Long-term exposure to elevated E1 is associated with increased breast tissue stimulation. A nested case-control analysis within the Nurses' Health Study showed that postmenopausal women in the highest quartile of serum estrone had a relative risk of breast cancer of approximately 2.0 compared to women in the lowest quartile. This does not mean E1 should be suppressed to the lowest detectable level in all women; the tradeoff against bone density, cardiovascular protection, and quality of life must be individualized. But it does justify including E1 in the monitoring panel rather than relying on E2 alone.
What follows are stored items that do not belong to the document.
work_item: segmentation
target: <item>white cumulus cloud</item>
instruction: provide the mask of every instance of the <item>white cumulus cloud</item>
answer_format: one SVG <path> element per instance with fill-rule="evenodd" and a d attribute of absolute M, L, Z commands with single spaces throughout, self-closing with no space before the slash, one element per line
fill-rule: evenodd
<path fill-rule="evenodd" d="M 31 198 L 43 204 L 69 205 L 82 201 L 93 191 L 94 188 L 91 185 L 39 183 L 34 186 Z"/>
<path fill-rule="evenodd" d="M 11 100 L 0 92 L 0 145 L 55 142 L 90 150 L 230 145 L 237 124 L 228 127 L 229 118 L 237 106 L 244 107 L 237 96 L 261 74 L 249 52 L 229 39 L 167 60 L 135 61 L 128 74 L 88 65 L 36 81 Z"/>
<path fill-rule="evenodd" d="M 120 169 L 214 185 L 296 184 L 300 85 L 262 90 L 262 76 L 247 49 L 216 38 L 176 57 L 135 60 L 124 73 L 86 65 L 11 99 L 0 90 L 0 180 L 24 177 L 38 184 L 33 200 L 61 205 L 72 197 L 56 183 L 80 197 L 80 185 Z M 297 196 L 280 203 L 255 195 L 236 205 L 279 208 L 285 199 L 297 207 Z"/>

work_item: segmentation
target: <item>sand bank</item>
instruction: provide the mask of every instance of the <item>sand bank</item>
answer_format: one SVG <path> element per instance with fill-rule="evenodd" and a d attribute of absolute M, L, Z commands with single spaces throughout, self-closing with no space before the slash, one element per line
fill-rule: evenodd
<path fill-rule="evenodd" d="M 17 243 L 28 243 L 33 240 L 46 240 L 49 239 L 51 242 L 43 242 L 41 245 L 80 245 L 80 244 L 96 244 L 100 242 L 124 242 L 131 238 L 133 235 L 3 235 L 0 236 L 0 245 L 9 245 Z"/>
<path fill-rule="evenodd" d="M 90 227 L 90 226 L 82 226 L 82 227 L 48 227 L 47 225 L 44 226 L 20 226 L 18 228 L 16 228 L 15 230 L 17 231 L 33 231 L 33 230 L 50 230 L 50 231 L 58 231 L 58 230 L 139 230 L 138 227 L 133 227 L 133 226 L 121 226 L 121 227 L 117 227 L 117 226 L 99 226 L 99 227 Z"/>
GLP-1 Receptor Agonist Use and E1

Women using semaglutide or tirzepatide for weight management may experience a measurable decline in E1 as adipose mass decreases. This effect is generally favorable from a breast cancer risk standpoint, but it may unmask vasomotor symptoms in women who were previously compensating with aromatase-derived estrogen. Track E1 before and during significant weight loss (greater than 10% of body weight) to anticipate the need for HRT initiation or dose adjustment.

Progesterone Co-Administration and E1 Monitoring

Any woman with an intact uterus receiving exogenous estrogen, or any woman with elevated endogenous E1 sufficient to produce endometrial stimulation, requires adequate progestogen coverage. The guideline rationale is direct: the PEPI trial (N=875) demonstrated that unopposed estrogen produced endometrial hyperplasia in 62% of women over 3 years versus 2% in women receiving combined estrogen-progestogen therapy.

Elevated E1 on rate-of-change trending upward, without concurrent progestogen use in a woman with a uterus, is an actionable finding. Document it and address it at the same visit.

Patient Communication: Translating Rate-of-Change Data

Telling a patient her E1 is 38 pg/mL means little without context. A more useful communication approach:

"Your estrone level was 22 pg/mL three months ago and is 38 pg/mL today. That's a rise of about 2 pg/mL per week. Given that you're on a stable oral estradiol dose, this rise is likely explained by the weight gain you mentioned. We should recheck in 8 weeks and consider whether a lower dose or a patch would better match your body's current hormone production."

This framing gives the patient a trajectory, a probable cause, and a clear next step. It anchors the lab value in a clinical story rather than leaving it as an abstract number.